Significance of fractional exhaled nitric oxide in chronic eosinophilic pneumonia: a retrospective cohort study
1 Division of Pulmonary and Critical Care Medicine, Department of Internal Medicine and Respiratory Center, Seoul National University Bundang Hospital, 173-82 Gumi-Ro, Bundang-Gu, Seongnam 463-707, Republic of Korea
2 Division of Pulmonary and Critical Care Medicine, Department of Internal Medicine, Seoul National University College of Medicine, Seoul, Republic of Korea
BMC Pulmonary Medicine 2014, 14:81 doi:10.1186/1471-2466-14-81Published: 12 May 2014
Chronic eosinophilic pneumonia (CEP) is characterized by chronic eosinophilic infiltration of the lung. It is dramatically responsive to corticosteroid treatment, but symptoms and radiopacities recur frequently after tapering or discontinuing the medication. Fractional exhaled nitric oxide (FeNO) is a well-known noninvasive marker of eosinophilic airway inflammation.
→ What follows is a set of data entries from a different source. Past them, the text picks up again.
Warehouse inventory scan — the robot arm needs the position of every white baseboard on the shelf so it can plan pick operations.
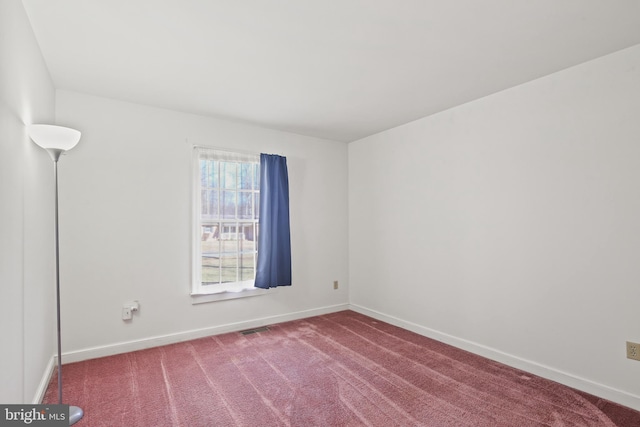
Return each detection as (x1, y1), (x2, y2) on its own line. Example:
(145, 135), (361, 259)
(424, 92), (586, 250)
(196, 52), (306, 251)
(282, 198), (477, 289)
(60, 303), (350, 364)
(32, 356), (55, 404)
(349, 303), (640, 412)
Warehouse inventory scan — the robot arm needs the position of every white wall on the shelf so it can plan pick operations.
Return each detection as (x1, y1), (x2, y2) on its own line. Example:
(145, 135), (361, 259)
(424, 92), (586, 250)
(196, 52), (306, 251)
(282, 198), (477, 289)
(0, 0), (56, 403)
(54, 91), (349, 358)
(349, 44), (640, 409)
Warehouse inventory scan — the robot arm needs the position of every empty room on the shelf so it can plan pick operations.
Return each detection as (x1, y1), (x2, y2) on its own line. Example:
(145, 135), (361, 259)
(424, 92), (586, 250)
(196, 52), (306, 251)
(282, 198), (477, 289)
(2, 1), (640, 426)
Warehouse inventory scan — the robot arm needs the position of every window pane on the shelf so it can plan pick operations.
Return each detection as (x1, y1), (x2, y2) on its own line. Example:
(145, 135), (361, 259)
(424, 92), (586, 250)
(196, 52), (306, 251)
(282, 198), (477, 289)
(238, 192), (253, 219)
(220, 240), (238, 283)
(201, 189), (208, 216)
(201, 225), (220, 284)
(200, 160), (207, 187)
(210, 190), (219, 219)
(253, 193), (260, 219)
(200, 160), (218, 188)
(240, 163), (253, 190)
(202, 189), (219, 219)
(245, 223), (256, 242)
(221, 162), (237, 190)
(240, 254), (255, 281)
(222, 191), (236, 219)
(210, 161), (219, 188)
(239, 225), (256, 281)
(254, 223), (260, 253)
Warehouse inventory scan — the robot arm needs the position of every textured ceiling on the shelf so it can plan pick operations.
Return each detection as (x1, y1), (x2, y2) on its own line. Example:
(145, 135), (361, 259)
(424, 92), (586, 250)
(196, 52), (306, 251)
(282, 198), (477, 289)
(22, 0), (640, 142)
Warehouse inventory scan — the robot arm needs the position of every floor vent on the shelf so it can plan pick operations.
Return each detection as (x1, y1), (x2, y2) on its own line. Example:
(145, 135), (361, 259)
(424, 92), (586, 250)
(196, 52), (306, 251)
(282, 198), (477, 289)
(240, 326), (270, 335)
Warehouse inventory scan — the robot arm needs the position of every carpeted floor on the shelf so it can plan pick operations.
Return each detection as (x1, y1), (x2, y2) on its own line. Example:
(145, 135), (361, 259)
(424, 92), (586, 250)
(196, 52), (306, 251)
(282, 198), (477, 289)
(44, 310), (640, 426)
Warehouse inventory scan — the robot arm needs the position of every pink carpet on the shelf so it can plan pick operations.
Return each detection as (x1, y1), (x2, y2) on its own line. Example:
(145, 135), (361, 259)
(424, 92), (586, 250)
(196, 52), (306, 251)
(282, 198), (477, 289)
(43, 310), (640, 426)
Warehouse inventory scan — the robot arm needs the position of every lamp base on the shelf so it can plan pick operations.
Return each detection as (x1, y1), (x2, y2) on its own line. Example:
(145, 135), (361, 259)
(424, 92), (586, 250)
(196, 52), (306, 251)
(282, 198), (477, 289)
(69, 406), (83, 425)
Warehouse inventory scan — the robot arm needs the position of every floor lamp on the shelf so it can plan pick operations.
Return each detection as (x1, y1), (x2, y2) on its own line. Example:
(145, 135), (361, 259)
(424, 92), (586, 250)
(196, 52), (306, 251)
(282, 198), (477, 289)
(28, 124), (84, 426)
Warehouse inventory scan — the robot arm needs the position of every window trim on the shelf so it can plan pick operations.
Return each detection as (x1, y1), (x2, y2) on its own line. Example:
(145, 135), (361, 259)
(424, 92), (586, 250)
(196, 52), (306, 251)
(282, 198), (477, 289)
(191, 287), (273, 304)
(191, 146), (264, 300)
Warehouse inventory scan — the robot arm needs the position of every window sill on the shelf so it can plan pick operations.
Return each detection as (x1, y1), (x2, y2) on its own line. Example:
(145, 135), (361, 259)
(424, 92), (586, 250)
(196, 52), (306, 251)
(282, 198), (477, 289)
(190, 287), (274, 304)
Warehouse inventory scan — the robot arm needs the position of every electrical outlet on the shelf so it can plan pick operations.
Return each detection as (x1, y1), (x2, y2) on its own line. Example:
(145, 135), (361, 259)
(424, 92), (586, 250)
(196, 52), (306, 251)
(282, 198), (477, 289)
(333, 280), (339, 290)
(627, 341), (640, 361)
(122, 307), (132, 321)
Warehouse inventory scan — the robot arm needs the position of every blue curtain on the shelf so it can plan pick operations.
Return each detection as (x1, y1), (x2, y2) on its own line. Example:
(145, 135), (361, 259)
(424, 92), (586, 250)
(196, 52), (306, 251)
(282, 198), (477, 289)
(254, 153), (292, 289)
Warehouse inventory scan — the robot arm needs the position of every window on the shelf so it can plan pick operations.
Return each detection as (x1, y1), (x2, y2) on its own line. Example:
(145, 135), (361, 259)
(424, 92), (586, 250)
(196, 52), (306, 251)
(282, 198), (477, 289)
(192, 148), (260, 295)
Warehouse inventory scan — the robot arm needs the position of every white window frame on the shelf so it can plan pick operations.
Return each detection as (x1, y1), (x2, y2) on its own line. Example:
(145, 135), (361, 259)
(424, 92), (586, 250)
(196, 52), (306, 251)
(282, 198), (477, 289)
(191, 147), (268, 302)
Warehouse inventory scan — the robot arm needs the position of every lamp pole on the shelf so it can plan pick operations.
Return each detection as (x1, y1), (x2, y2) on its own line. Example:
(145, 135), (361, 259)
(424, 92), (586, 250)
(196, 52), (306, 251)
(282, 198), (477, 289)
(53, 154), (63, 405)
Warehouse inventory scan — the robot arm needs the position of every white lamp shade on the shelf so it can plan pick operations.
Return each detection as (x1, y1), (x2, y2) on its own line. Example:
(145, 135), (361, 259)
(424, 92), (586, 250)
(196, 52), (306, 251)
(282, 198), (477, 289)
(28, 124), (81, 151)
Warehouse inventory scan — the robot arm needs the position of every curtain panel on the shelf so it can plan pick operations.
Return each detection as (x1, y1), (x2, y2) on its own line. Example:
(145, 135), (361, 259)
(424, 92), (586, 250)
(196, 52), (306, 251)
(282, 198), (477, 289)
(254, 153), (292, 288)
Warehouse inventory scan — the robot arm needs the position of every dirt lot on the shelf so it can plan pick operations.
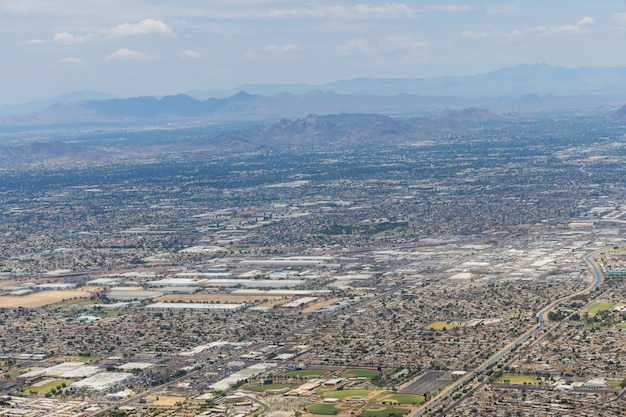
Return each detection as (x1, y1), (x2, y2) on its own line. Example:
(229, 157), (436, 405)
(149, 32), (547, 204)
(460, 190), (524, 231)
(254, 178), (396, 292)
(0, 288), (98, 308)
(302, 297), (343, 313)
(147, 395), (187, 406)
(155, 293), (288, 303)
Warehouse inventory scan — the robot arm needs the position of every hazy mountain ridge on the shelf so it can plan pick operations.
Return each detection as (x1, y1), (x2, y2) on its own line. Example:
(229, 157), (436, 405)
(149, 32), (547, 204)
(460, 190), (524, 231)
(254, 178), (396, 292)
(3, 64), (626, 127)
(0, 110), (504, 164)
(1, 90), (622, 129)
(607, 104), (626, 120)
(212, 109), (505, 148)
(189, 64), (626, 98)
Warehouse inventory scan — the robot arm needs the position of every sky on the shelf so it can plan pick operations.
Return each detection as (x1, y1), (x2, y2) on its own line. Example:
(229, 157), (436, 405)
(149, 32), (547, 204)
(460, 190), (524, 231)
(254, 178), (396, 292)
(2, 1), (626, 104)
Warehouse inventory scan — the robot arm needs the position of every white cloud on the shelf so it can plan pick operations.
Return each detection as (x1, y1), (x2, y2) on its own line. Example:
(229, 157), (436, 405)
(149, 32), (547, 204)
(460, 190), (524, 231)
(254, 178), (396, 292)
(336, 35), (425, 55)
(263, 3), (414, 19)
(615, 12), (626, 23)
(52, 32), (86, 45)
(510, 16), (594, 37)
(107, 18), (173, 38)
(263, 44), (301, 53)
(577, 16), (594, 26)
(336, 37), (371, 53)
(384, 35), (426, 49)
(60, 56), (82, 65)
(461, 30), (487, 39)
(182, 50), (201, 59)
(243, 43), (301, 60)
(486, 4), (520, 14)
(420, 5), (473, 12)
(30, 18), (173, 46)
(105, 48), (151, 62)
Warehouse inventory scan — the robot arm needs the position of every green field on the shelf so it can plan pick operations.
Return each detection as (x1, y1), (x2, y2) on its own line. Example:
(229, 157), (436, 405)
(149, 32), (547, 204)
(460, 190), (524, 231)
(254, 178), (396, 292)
(307, 404), (342, 415)
(360, 406), (409, 417)
(384, 394), (424, 405)
(342, 369), (379, 378)
(284, 369), (327, 378)
(586, 302), (615, 316)
(323, 390), (371, 400)
(246, 383), (290, 392)
(26, 379), (73, 395)
(493, 374), (539, 385)
(425, 321), (461, 331)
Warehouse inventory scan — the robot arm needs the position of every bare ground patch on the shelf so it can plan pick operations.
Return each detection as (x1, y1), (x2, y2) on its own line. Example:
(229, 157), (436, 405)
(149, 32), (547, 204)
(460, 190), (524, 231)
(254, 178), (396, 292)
(302, 298), (343, 313)
(0, 288), (99, 308)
The aim of this retrospective cohort study was to investigate the relationships of FeNO with peripheral eosinophilia and the clinical state of CEP and its validity for predicting exacerbation of CEP.
Standard clinical and laboratory parameters, peripheral eosinophil percentage and count, and FeNO level were measured in 18 patients with CEP at several assessment points over 1 year.
FeNO level was positively correlated with peripheral eosinophil count (r = 0.341, P = 0.005) and percentage (r = 0.362, P = 0.003). The median (IQR) FeNO levels were 79 (41–88) and 35 (26–49) ppb in uncontrolled (13/74 measurements) and controlled (61/74 measurements) CEP, respectively (P = 0.010). The FeNO level of 66.0 ppb showed the largest area under the curve (0.835) for predicting exacerbation of CEP (sensitivity = 0.80, specificity = 0.84).
FeNO may be useful for monitoring eosinophilic parenchymal inflammation and determining the appropriate corticosteroid dose in CEP.